General Illness Information
Medical Term: Claudication
Description: Muscle fatigue and pain in an extremity, after a period of minimal exertion. Resting the extremity always relieves this. Repeating a similar exercise can reproduce the pain. It is more common in the lower extremity.
Causes: Blockage of an artery in the affected area.
- Stop smoking;
- Lose weight, if obese;
- Routine exercise program;
- Minimize the amount of saturated fats in the diet;
- Reduction of cholesterol levels.
Diagnosis & Treatment
- Diminished or absent pulse;
- Reduced blood pressure at the ankle- usually the pressure at the ankle is 90% of the pressure at the arm flow but with severe narrowing it may be less than 50%;
- Diagnosis can be confirmed by tests, such as Doppler ultrasound, color Doppler and angiography;
- Color Doppler is a more sophisticated ultrasound technique producing a picture of the artery, showing different flow rates in different colors. This test is used much more frequently than angiography because it does not require an injection of radio-opaque dye.
- Stop Smoking;
- Control Hyperlipidemia;
- Start a walking and exercise program;
- Surgical treatment with bypass of the obstructed area may be the treatment of choice in selected cases.
- Low doses of aspirin may be prescribed. Other medications are: Ticlopidine, Trental;
- Special medication to increase blood flow may be prescribed, such as calcium channel blockers;
- Cholesterol lowering medication in patients with elevated cholesterol.

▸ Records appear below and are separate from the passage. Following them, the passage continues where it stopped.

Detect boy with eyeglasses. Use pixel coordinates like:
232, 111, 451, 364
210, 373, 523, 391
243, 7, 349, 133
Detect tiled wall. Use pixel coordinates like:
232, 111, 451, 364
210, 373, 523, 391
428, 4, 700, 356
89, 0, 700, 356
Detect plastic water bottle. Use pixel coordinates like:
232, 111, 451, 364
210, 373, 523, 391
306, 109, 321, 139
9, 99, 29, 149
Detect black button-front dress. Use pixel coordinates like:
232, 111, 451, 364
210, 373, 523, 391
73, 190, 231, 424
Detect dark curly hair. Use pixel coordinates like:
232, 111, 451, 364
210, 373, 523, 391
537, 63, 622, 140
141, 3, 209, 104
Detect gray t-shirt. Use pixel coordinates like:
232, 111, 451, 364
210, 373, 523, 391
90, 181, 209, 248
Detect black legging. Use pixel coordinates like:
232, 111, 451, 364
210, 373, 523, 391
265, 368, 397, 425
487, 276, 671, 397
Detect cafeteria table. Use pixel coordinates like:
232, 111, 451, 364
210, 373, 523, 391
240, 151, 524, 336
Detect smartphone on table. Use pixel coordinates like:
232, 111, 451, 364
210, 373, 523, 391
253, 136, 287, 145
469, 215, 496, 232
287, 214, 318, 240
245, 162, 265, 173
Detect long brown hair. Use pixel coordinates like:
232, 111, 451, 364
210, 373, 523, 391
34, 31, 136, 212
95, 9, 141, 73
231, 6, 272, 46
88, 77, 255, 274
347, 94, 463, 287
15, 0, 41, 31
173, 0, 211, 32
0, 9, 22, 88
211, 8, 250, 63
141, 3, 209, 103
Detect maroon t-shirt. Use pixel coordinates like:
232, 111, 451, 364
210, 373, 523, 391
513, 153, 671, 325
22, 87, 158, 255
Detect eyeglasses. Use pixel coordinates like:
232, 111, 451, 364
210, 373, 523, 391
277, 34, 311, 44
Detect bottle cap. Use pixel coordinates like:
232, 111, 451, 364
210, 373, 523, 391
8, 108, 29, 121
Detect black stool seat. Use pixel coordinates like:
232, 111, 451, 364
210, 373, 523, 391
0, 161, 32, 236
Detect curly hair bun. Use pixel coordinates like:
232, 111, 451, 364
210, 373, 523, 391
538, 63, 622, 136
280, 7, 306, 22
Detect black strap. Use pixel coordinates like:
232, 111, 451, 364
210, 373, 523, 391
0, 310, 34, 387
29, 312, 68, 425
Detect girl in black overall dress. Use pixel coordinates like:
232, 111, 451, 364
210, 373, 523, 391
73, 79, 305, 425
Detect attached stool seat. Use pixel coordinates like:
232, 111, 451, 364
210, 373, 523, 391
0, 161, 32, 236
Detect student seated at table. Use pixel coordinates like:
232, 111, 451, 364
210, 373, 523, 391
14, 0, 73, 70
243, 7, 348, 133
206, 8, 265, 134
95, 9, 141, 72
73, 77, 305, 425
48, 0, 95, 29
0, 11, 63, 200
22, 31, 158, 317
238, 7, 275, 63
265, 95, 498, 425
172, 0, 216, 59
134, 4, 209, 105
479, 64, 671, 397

- Daily exercise program. Walking as much as possible (up to 4-5 miles a day), resting if pain or discomfort occurs, and then walk again. Walk on level ground. Keep a log of progress in walking distances;
- Other daily activities performed as normal.
With surgery, the prognosis is good. Surgery is only possible for large vessels, and may be contra-indicated with other serious illnesses. With medications, disease progression may be slowed. A number of cases do not respond to treatment, and there is usually slow progression to tissue necrosis and gangrene.